При переводе кабардинского эпоса переводчики встретились с такими же трудностями и проявили такую же сильную волю к творческому преодолению их. Знатоки народных кабардинских сказаний и песен, объединенных под общим названием «Нарты», определяют эти трудности так:
«Музыкальное богатство кабардинского стиха составляют внутренние созвучия. Последние слоги предыдущей строки повторяются начальными слогами последующей, затем в середине третьей строки и снова возникают в пятой или шестой строках. Звучность стиха усиливают анафоры – то есть повторения сходных слов, звуков, синтаксических построений в начале строк»[127].
Переводчики старались передать возможно точнее эти особенности кабардинского стиха.

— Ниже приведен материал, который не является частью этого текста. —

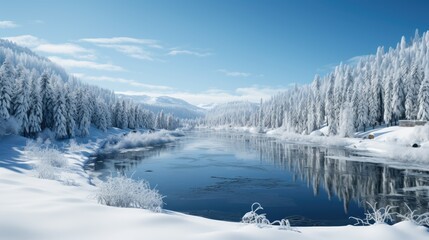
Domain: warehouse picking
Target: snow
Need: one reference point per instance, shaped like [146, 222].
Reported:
[35, 208]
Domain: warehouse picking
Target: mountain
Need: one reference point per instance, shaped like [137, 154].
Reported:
[178, 107]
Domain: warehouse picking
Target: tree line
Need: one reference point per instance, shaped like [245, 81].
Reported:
[379, 89]
[37, 95]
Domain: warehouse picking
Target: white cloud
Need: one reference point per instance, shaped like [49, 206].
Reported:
[252, 94]
[130, 50]
[132, 47]
[122, 40]
[41, 45]
[355, 60]
[234, 73]
[8, 24]
[65, 48]
[26, 40]
[121, 80]
[72, 63]
[176, 52]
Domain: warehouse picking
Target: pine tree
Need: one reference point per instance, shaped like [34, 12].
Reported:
[398, 98]
[101, 115]
[47, 94]
[423, 113]
[346, 121]
[6, 80]
[388, 87]
[83, 120]
[329, 107]
[363, 108]
[413, 86]
[71, 111]
[60, 122]
[22, 101]
[124, 115]
[35, 113]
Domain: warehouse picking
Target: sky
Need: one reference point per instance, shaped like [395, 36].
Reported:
[207, 51]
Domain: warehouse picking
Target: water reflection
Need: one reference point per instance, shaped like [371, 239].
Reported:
[326, 171]
[330, 170]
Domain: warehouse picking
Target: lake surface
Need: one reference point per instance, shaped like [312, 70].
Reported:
[219, 176]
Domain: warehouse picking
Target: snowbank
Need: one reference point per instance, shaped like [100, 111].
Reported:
[395, 144]
[138, 139]
[36, 208]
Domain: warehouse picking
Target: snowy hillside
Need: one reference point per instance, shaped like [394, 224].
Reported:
[232, 113]
[178, 107]
[37, 96]
[380, 89]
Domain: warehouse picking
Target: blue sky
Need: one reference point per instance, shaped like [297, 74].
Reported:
[207, 51]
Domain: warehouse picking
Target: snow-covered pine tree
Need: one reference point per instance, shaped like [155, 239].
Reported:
[71, 110]
[131, 117]
[100, 113]
[388, 87]
[60, 122]
[124, 115]
[375, 99]
[7, 77]
[117, 121]
[363, 108]
[22, 100]
[398, 97]
[329, 105]
[413, 86]
[318, 101]
[36, 112]
[83, 117]
[423, 99]
[47, 95]
[346, 128]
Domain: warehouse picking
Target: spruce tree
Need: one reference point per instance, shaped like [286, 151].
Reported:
[6, 80]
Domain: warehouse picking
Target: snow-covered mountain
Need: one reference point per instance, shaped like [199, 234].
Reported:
[178, 107]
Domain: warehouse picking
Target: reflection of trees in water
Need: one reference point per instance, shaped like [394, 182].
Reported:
[127, 161]
[348, 180]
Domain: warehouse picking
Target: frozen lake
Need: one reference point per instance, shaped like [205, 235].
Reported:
[219, 176]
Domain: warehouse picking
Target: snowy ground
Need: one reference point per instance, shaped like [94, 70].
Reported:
[392, 145]
[66, 208]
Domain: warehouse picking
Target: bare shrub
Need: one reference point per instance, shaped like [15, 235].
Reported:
[122, 191]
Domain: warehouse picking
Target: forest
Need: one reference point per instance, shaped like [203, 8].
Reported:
[377, 89]
[36, 95]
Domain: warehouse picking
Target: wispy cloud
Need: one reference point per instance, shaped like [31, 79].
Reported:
[234, 73]
[121, 80]
[26, 40]
[123, 40]
[252, 94]
[8, 24]
[175, 52]
[355, 60]
[41, 45]
[72, 63]
[64, 48]
[132, 47]
[130, 50]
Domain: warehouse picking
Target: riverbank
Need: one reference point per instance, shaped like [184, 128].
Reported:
[66, 207]
[391, 145]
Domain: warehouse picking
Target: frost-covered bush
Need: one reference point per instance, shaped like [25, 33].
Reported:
[376, 216]
[74, 146]
[137, 139]
[421, 133]
[8, 126]
[122, 191]
[48, 161]
[261, 220]
[419, 219]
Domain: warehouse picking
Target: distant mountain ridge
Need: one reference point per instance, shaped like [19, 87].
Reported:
[178, 107]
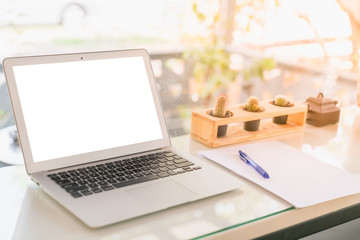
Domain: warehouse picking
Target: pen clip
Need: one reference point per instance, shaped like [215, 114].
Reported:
[243, 156]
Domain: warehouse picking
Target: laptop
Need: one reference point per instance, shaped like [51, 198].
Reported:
[94, 137]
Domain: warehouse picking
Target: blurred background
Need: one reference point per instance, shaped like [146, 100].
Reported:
[199, 49]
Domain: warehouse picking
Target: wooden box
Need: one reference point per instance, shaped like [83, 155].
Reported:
[204, 127]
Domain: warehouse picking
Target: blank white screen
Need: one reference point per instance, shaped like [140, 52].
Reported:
[84, 106]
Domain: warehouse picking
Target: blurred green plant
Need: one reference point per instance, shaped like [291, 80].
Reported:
[210, 62]
[258, 68]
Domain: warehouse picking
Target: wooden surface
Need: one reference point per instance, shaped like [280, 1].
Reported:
[204, 126]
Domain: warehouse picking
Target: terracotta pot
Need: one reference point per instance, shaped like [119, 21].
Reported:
[223, 128]
[252, 126]
[280, 119]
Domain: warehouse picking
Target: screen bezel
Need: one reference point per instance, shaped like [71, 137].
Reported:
[62, 162]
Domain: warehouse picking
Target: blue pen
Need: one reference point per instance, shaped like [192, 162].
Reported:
[248, 160]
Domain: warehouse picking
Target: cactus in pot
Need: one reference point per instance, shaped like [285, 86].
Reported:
[220, 110]
[252, 105]
[220, 106]
[281, 101]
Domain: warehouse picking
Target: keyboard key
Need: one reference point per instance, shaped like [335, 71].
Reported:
[93, 185]
[76, 189]
[86, 192]
[180, 160]
[172, 167]
[102, 183]
[163, 174]
[96, 190]
[69, 185]
[129, 177]
[172, 172]
[169, 154]
[155, 171]
[135, 181]
[63, 182]
[107, 188]
[184, 164]
[76, 194]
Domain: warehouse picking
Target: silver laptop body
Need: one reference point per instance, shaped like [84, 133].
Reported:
[95, 110]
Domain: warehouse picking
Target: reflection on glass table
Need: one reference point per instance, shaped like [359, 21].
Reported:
[10, 151]
[192, 220]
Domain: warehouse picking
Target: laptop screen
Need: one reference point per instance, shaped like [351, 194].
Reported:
[78, 107]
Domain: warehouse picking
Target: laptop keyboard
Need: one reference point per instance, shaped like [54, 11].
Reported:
[107, 176]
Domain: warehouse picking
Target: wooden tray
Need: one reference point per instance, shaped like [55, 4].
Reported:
[204, 127]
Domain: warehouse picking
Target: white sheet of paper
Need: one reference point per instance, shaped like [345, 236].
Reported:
[296, 177]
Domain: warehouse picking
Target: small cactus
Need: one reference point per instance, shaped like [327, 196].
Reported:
[280, 100]
[220, 107]
[253, 105]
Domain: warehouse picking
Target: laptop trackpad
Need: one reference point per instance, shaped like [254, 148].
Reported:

Вот типичный отрывок из «Сказания о Нарте Сосруко» в переводе замечательного мастера Семена Липкина:
Шли на Хасе Нартов речи
О геройской сече грозной,
О путях непроходимых,
О конях неутомимых,
О набегах знаменитых,
О джигитах непоборных,
Об убитых великанах,
О туманах в высях горных,
О свирепых ураганах
В океанах беспредельных,
О смертельных метких стрелах,
О могучих, смелых людях,
Что за подвиг величавый
Песню славы заслужили.
«В этом отрывке, – говорят исследователи, – сочетаются почти все особенности кабардинского стиха: и своеобычный рисунок рифмы-зигзага – „знаменитых – джигитах – убитых“ или „великанах – туманах – океанах“, и концевая рифма (в сочетании с внутренней) – „о путях непроходимых, о конях неутомимых“, и анафора в синтаксическом построении строчек. Читатель, конечно, заметит, что в этом отрывке слово „речи“, стоящее в конце строки, рифмуется со словом „сече“, стоящим в середине строки. То же самое следует сказать о рифмах „стрелах – смелых“, „величавый – славы“[128]».
Эти формы стиха свойственны не одним кабардинцам. Они присущи большинству произведений ориентальной поэзии. Для Семена Липкина они стали родными, словно он казах или киргиз. Органически усвоив эти трудные формы, он за четверть века своей неустанной работы воссоздал для русских читателей гениальные эпопеи Востока: «Лейли и Меджнун», «Манас», «Джангар». Где ни откроешь его перевод этих старинных восточных поэм, всюду граненый, ювелирный, узорчатый стих.
Впрочем, в тех случаях, когда этого требует подлинник, Липкин воздерживается от такого чрезмерного богатства созвучий, но всегда сохраняет живую, естественную, непринужденную, безошибочно верную дикцию:
В те дни, когда Джемшида славил мир,
Жил в Руме знаменитый ювелир.
Он зодчим был, а также мудрецом.
Гранильщиком и златокузнецом.
Однажды шаху молвил ювелир:
«О царь царей! Ты покорил весь мир,
Ты всех владык величьем превзошел, –
Достойным должен быть и твой престол.
О шах! Твой лик – счастливый лик зари.
Пусть прочие владыки и цари
Довольствуются деревом простым,
Но твой престол – да будет золотым!.. »
Всем сердцем принял шах такой совет.
«О светоч знаний!» – молвил он в ответ.
«Ты хорошо придумал, чародей,
Начни же труд желанный поскорей!»[129]
Таким классически четким стихом звучит в переводе С. Липкина поэма великого узбекского поэта-мыслителя Алишера Навои «Семь планет». Прославляя в ней искусство ювелира, Навои сравнивает с ювелиром – поэта:
Когда слова нанижет ювелир,
Их стройной красоте дивится мир.
Липкин представляется мне именно таким ювелиром, «златокузнецом и гранильщиком», создающим драгоценные ожерелья стихов. Первооткрыватель восточного фольклорного эпоса, зачарованный его красотой, Липкин приобщает к своему восхищению и нас. Хотел бы я видеть того неравнодушного к поэзии человека, который, начав читать «Семь планет» в липкинском переводе, мог бы оторваться от книги, не дочитать до конца.